Schools must emerge as zones of exploration into learning where a structured curriculum provides some direction, the big ideas, and hooks, but no limitations to learning and inquiry-based exploration. The emotional, social, cognitive, psychomotor, naturalistic, musical, spatial, as well as creative intelligence of each child must be nurtured in the learning space that schools evolve into. Hybrid models of learning do seem troubled water today as we grapple with their nuances, but are here to stay and will continue to enrich the learning environments.
No school can ever be better than its teachers. The ‘Guru’ is central to the process of learning. Technology cannot replace the ‘teacher’ and our cultural tradition has always deeply valued respect for the teacher, the Guru. While parents are the first teachers of a child, giving birth to their physical being, the child is reborn into wisdom and life skills learning from teachers at school.

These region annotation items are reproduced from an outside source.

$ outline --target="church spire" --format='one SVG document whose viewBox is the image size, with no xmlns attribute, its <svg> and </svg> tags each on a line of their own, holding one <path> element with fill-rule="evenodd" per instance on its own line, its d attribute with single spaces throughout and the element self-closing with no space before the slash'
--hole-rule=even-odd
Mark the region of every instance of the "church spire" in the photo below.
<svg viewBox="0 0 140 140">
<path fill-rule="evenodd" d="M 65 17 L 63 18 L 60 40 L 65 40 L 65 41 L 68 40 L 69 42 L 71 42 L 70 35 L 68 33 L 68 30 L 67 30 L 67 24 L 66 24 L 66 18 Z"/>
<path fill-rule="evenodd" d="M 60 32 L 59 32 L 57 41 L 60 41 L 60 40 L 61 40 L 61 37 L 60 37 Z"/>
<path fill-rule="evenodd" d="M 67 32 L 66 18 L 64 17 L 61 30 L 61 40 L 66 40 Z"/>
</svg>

Just as learning must not remain unidimensional to material success, the relationship between parents and teachers must remain one of trust and mutual respect.
Each child is born with an insatiable urge to learn and to learn how to learn. Each child needs experiences and the environment to explore learning and happiness within this process is in fact a perfect way to assess the correctness of the process, as Dr. Maria Montessori would note. Each child is born with unparalleled genius and the learning process is about helping it emerge. Each child is born curious and the future indeed belongs to the curious.